Resina Commiphora is commonly used in the traditional Chinese medicine system, in which terpenoids are the main chemical constituents. Inspired by our previous results of structurally novel and biologically intriguing compounds from the material, we conducted an in-depth investigation that resulted in an unusual sesquiterpene dimer with a rare 7-oxabicyclo[2.2.1]heptane-2-ene core (1); a sesquiterpene with an additional carbon in the backbone (2); and a new cadinane-type sesquiterpene (3), adding the structural diversity of sesquiterpenes in nature.
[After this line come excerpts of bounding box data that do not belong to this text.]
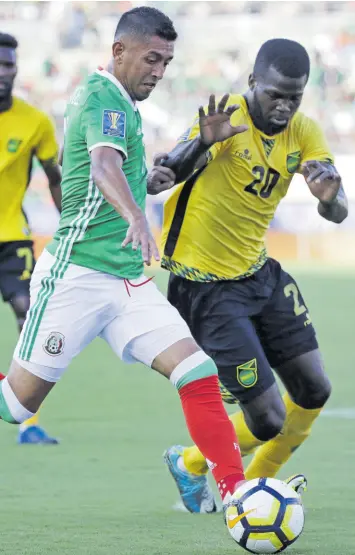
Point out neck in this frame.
[0,95,13,113]
[106,65,136,102]
[244,89,284,137]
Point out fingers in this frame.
[121,228,132,249]
[150,237,160,262]
[232,125,249,135]
[225,104,240,116]
[208,94,216,116]
[153,152,169,166]
[153,166,176,182]
[217,94,229,114]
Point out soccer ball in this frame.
[225,478,304,553]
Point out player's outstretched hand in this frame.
[147,152,176,195]
[301,160,341,204]
[122,212,160,266]
[198,94,248,146]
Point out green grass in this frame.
[0,272,355,555]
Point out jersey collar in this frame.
[95,68,138,111]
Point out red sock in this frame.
[179,376,245,499]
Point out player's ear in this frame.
[248,73,256,90]
[112,40,124,64]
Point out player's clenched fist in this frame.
[122,212,160,266]
[301,160,341,204]
[198,94,248,146]
[147,153,176,195]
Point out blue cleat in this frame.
[17,426,59,445]
[163,445,217,514]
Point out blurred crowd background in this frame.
[0,1,355,263]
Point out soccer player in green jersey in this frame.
[0,7,250,516]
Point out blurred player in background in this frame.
[0,7,249,516]
[0,33,61,444]
[148,39,347,512]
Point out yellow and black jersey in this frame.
[162,95,333,281]
[0,98,58,242]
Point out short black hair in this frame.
[253,39,310,79]
[115,6,178,41]
[0,33,18,48]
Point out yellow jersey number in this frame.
[244,166,280,198]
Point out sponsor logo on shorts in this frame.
[237,358,258,387]
[43,331,65,357]
[102,110,126,139]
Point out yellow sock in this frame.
[183,411,263,476]
[21,411,39,429]
[245,393,322,480]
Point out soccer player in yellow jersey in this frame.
[0,33,61,444]
[148,39,347,512]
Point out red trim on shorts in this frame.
[123,276,154,297]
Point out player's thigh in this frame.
[0,241,34,304]
[101,276,195,376]
[14,251,112,382]
[275,349,331,409]
[254,261,318,374]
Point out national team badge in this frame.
[43,331,65,357]
[237,358,258,387]
[102,110,126,139]
[7,139,22,153]
[286,150,301,173]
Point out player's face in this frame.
[113,37,174,100]
[250,67,307,135]
[0,46,17,100]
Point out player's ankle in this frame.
[217,474,246,503]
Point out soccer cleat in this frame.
[285,474,308,495]
[163,445,217,514]
[17,426,59,445]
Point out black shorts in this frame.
[168,258,318,403]
[0,241,34,302]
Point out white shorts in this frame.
[14,250,191,382]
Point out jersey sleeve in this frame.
[300,118,334,164]
[36,114,58,161]
[82,93,128,159]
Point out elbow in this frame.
[334,207,349,224]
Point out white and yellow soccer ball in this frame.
[225,478,304,554]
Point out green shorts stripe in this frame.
[19,259,68,360]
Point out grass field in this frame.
[0,272,355,555]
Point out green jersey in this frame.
[47,70,147,279]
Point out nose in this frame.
[152,62,166,80]
[276,99,291,114]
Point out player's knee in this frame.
[0,378,34,424]
[294,374,332,409]
[244,398,286,441]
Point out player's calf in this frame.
[0,361,54,424]
[152,338,248,499]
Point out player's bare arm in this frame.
[157,94,248,183]
[91,146,159,266]
[302,160,348,224]
[40,158,62,216]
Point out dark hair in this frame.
[115,6,177,41]
[253,39,310,79]
[0,33,18,48]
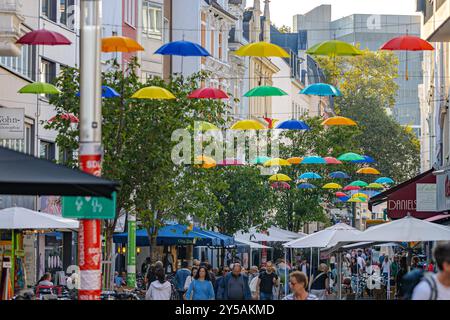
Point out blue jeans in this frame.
[259,292,273,300]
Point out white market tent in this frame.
[0,207,79,230]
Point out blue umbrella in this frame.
[300,83,342,97]
[275,119,311,130]
[155,40,211,57]
[300,156,327,164]
[329,171,350,179]
[298,172,322,179]
[350,156,375,163]
[375,177,394,184]
[76,86,120,98]
[297,183,317,189]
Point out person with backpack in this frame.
[411,242,450,300]
[145,268,172,300]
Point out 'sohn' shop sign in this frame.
[0,108,25,139]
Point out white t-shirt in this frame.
[411,274,450,300]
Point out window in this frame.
[39,141,55,160]
[142,1,163,39]
[123,0,136,28]
[0,42,35,80]
[42,0,58,22]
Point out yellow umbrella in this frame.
[322,183,342,189]
[132,86,176,100]
[102,36,144,52]
[288,157,303,164]
[264,158,291,167]
[352,193,369,199]
[235,41,290,58]
[231,120,267,130]
[269,173,292,181]
[356,167,380,174]
[322,117,356,126]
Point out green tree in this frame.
[318,50,420,182]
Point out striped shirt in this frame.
[283,293,319,300]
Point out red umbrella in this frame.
[188,88,229,99]
[270,181,291,190]
[342,186,361,191]
[324,157,342,164]
[380,35,434,80]
[48,113,80,123]
[16,29,72,46]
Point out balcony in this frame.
[422,0,450,42]
[0,0,25,56]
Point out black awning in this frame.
[0,147,119,198]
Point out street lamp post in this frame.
[78,0,102,300]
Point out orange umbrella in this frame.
[102,36,144,52]
[322,117,356,126]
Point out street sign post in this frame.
[62,192,116,219]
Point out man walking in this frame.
[256,261,278,300]
[412,242,450,300]
[219,263,252,300]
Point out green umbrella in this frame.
[306,40,363,57]
[350,180,368,188]
[18,82,61,94]
[244,86,288,97]
[338,152,365,161]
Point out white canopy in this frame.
[283,223,362,248]
[234,227,305,242]
[0,207,78,229]
[341,216,450,242]
[234,238,272,249]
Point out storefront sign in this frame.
[416,183,437,212]
[0,108,25,139]
[62,192,116,219]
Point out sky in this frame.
[258,0,418,27]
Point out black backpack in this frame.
[401,269,437,300]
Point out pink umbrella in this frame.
[217,159,243,166]
[324,157,342,164]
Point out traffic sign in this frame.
[62,192,116,219]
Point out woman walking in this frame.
[185,267,215,300]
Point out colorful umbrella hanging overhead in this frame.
[349,180,369,188]
[131,86,176,100]
[264,158,291,167]
[234,41,290,58]
[244,86,288,98]
[324,157,342,164]
[76,86,120,99]
[351,156,376,163]
[18,82,61,94]
[322,182,342,189]
[230,120,267,130]
[276,119,311,130]
[48,113,80,123]
[338,152,364,161]
[329,171,350,179]
[297,183,317,189]
[375,177,395,184]
[301,156,327,164]
[298,172,322,179]
[270,181,291,190]
[300,83,342,97]
[380,35,434,80]
[188,88,230,99]
[16,29,72,46]
[102,36,144,52]
[287,157,303,164]
[322,117,357,126]
[269,173,292,182]
[356,167,380,174]
[306,40,363,57]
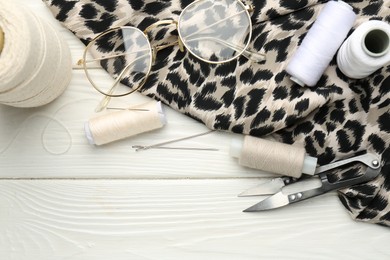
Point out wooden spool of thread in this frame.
[85,101,166,145]
[230,136,317,178]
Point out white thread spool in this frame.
[230,136,317,178]
[0,0,72,107]
[286,1,356,87]
[337,20,390,79]
[84,101,166,145]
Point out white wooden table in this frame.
[0,0,390,260]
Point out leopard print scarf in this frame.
[44,0,390,226]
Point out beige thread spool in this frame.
[85,101,166,145]
[230,136,317,178]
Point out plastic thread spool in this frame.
[230,136,317,178]
[84,101,166,145]
[337,20,390,79]
[286,1,356,87]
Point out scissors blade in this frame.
[238,177,293,197]
[244,191,290,212]
[244,177,325,212]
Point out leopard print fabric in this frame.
[44,0,390,226]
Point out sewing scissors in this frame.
[239,153,381,212]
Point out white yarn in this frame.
[286,1,356,86]
[0,0,72,107]
[337,20,390,79]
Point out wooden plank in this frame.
[0,180,390,260]
[0,70,269,178]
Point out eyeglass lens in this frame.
[178,0,252,63]
[85,27,152,96]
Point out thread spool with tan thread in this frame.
[230,136,317,178]
[84,101,166,145]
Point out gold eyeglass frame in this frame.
[77,0,265,112]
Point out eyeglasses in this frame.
[78,0,265,110]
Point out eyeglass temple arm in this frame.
[144,20,184,52]
[95,54,147,112]
[188,37,266,62]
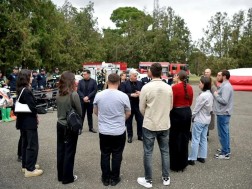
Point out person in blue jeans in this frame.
[214,70,234,159]
[188,76,213,165]
[137,63,173,188]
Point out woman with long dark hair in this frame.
[56,71,82,184]
[16,69,43,177]
[188,76,213,165]
[169,70,193,171]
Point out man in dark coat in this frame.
[120,69,143,143]
[77,70,97,133]
[37,69,47,89]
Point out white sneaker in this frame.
[162,177,171,186]
[21,164,40,173]
[137,177,152,188]
[25,169,43,177]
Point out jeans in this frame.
[188,122,208,160]
[143,128,170,180]
[22,129,39,171]
[57,122,78,184]
[81,103,93,129]
[17,130,22,157]
[99,132,126,180]
[217,115,230,155]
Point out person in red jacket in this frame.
[169,70,193,171]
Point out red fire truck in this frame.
[139,62,190,77]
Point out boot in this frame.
[1,108,7,122]
[6,108,13,121]
[10,110,17,120]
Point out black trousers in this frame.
[17,130,22,157]
[21,129,39,171]
[81,103,93,129]
[126,104,143,137]
[57,123,78,184]
[99,132,126,180]
[169,107,192,171]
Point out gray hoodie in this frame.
[214,80,234,115]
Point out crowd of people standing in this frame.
[2,63,233,188]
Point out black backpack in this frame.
[66,94,82,132]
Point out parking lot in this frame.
[0,85,252,189]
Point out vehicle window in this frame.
[172,65,177,70]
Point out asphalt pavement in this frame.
[0,85,252,189]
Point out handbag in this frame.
[14,88,32,113]
[66,94,82,134]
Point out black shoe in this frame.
[138,137,143,141]
[128,137,132,143]
[89,128,97,133]
[102,178,109,186]
[188,160,195,165]
[197,158,206,163]
[110,177,121,186]
[17,156,22,162]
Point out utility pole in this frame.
[152,0,159,30]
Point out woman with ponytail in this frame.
[169,70,193,171]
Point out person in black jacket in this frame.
[56,71,82,184]
[7,67,18,91]
[37,69,47,90]
[77,70,97,133]
[141,69,151,86]
[120,69,143,143]
[16,69,43,177]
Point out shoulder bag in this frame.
[66,94,82,133]
[14,88,32,113]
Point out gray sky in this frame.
[52,0,252,40]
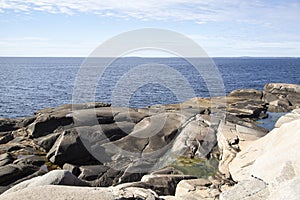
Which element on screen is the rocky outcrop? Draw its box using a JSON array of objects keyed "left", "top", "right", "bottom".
[
  {"left": 0, "top": 185, "right": 159, "bottom": 200},
  {"left": 0, "top": 84, "right": 300, "bottom": 200},
  {"left": 221, "top": 111, "right": 300, "bottom": 199},
  {"left": 275, "top": 109, "right": 300, "bottom": 128},
  {"left": 217, "top": 117, "right": 268, "bottom": 178},
  {"left": 263, "top": 83, "right": 300, "bottom": 112}
]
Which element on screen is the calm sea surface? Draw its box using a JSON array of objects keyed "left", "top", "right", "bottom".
[{"left": 0, "top": 57, "right": 300, "bottom": 118}]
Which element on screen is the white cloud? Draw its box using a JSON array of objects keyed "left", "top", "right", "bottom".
[{"left": 0, "top": 0, "right": 300, "bottom": 24}]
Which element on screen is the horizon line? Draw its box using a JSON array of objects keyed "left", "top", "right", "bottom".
[{"left": 0, "top": 56, "right": 300, "bottom": 58}]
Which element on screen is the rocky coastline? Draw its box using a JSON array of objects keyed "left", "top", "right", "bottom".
[{"left": 0, "top": 83, "right": 300, "bottom": 200}]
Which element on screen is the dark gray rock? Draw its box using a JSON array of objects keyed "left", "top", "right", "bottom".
[
  {"left": 13, "top": 155, "right": 46, "bottom": 166},
  {"left": 35, "top": 132, "right": 62, "bottom": 152},
  {"left": 0, "top": 164, "right": 39, "bottom": 186},
  {"left": 228, "top": 89, "right": 263, "bottom": 100},
  {"left": 141, "top": 175, "right": 197, "bottom": 195},
  {"left": 0, "top": 153, "right": 14, "bottom": 167},
  {"left": 27, "top": 111, "right": 73, "bottom": 138},
  {"left": 0, "top": 118, "right": 18, "bottom": 132},
  {"left": 0, "top": 132, "right": 14, "bottom": 145},
  {"left": 151, "top": 167, "right": 183, "bottom": 175},
  {"left": 47, "top": 129, "right": 95, "bottom": 166},
  {"left": 263, "top": 83, "right": 300, "bottom": 112},
  {"left": 63, "top": 163, "right": 80, "bottom": 176},
  {"left": 78, "top": 165, "right": 109, "bottom": 181}
]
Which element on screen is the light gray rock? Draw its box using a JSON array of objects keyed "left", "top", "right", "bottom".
[
  {"left": 263, "top": 83, "right": 300, "bottom": 112},
  {"left": 269, "top": 177, "right": 300, "bottom": 200},
  {"left": 275, "top": 109, "right": 300, "bottom": 128},
  {"left": 217, "top": 120, "right": 267, "bottom": 178},
  {"left": 220, "top": 178, "right": 270, "bottom": 200},
  {"left": 4, "top": 170, "right": 89, "bottom": 194},
  {"left": 141, "top": 175, "right": 197, "bottom": 195},
  {"left": 229, "top": 119, "right": 300, "bottom": 185},
  {"left": 0, "top": 185, "right": 158, "bottom": 200},
  {"left": 175, "top": 179, "right": 217, "bottom": 200}
]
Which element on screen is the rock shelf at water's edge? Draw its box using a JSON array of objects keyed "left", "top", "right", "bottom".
[{"left": 0, "top": 83, "right": 300, "bottom": 200}]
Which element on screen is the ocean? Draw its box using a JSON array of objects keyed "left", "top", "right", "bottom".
[{"left": 0, "top": 57, "right": 300, "bottom": 118}]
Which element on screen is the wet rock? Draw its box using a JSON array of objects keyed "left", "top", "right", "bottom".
[{"left": 140, "top": 175, "right": 196, "bottom": 195}]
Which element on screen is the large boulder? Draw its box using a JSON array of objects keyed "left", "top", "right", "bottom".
[
  {"left": 275, "top": 109, "right": 300, "bottom": 128},
  {"left": 4, "top": 170, "right": 89, "bottom": 194},
  {"left": 221, "top": 111, "right": 300, "bottom": 199},
  {"left": 226, "top": 89, "right": 267, "bottom": 118},
  {"left": 27, "top": 111, "right": 73, "bottom": 138},
  {"left": 220, "top": 177, "right": 270, "bottom": 200},
  {"left": 0, "top": 185, "right": 159, "bottom": 200},
  {"left": 175, "top": 179, "right": 221, "bottom": 200},
  {"left": 217, "top": 117, "right": 268, "bottom": 178}
]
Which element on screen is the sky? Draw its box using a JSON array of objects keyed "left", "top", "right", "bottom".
[{"left": 0, "top": 0, "right": 300, "bottom": 57}]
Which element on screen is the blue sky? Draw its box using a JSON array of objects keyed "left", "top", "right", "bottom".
[{"left": 0, "top": 0, "right": 300, "bottom": 57}]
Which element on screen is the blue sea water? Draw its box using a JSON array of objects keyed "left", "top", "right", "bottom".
[{"left": 0, "top": 57, "right": 300, "bottom": 118}]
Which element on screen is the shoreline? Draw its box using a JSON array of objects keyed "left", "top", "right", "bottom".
[{"left": 0, "top": 83, "right": 300, "bottom": 200}]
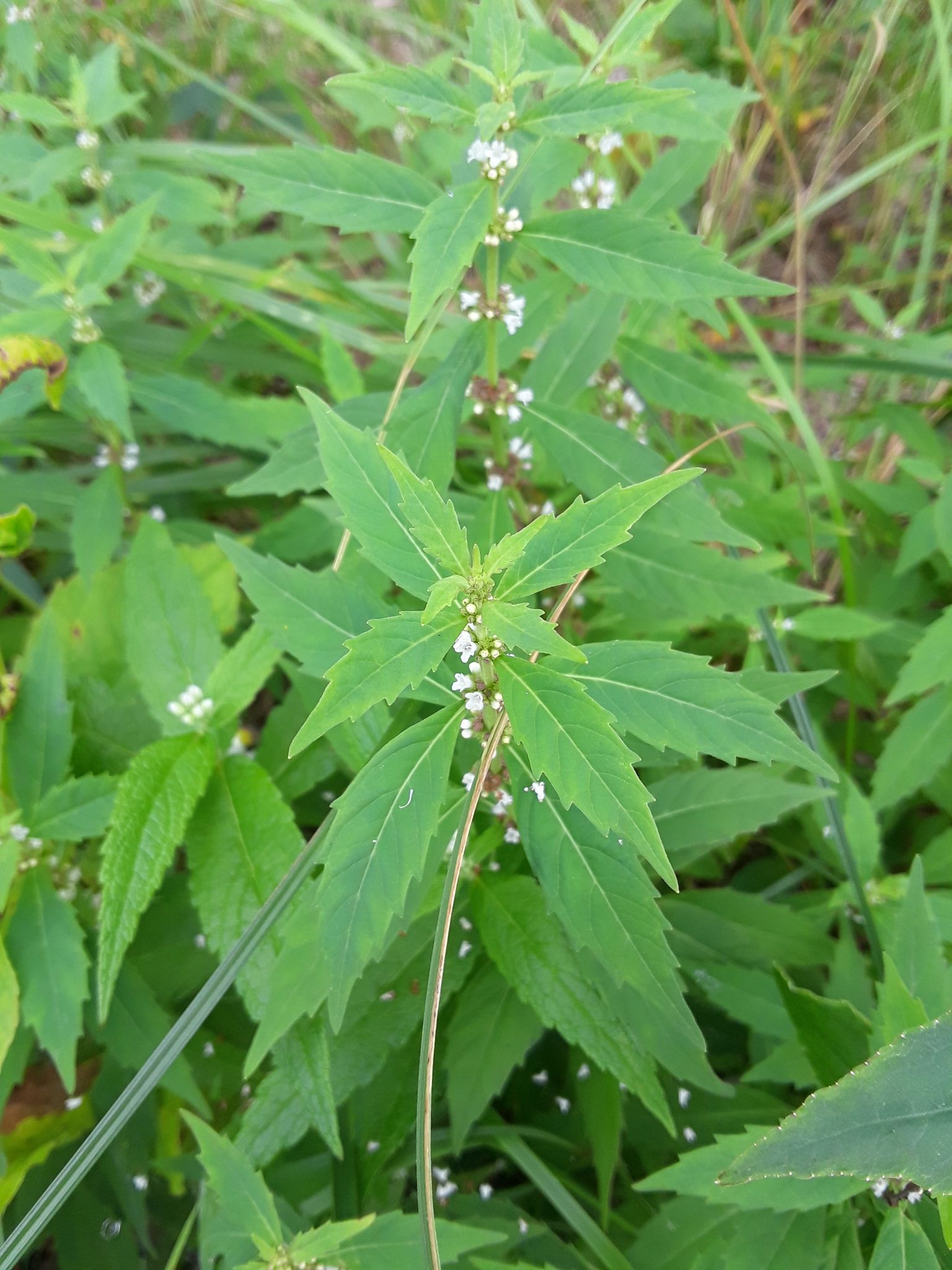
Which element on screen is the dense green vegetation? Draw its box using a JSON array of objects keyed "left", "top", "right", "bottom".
[{"left": 0, "top": 0, "right": 952, "bottom": 1270}]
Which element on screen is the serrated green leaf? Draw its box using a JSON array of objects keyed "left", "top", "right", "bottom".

Due to the attractive construction features of the isolated compounds, their cytotoxic activities were tested. As a result, compounds 2 and 4 exert low cytotoxicity against normal cells and high selectivity in cancer cells, especially in HepG2 cells, which will be helpful for gaining deep insight into the biological role of such terpenoids in human diseases.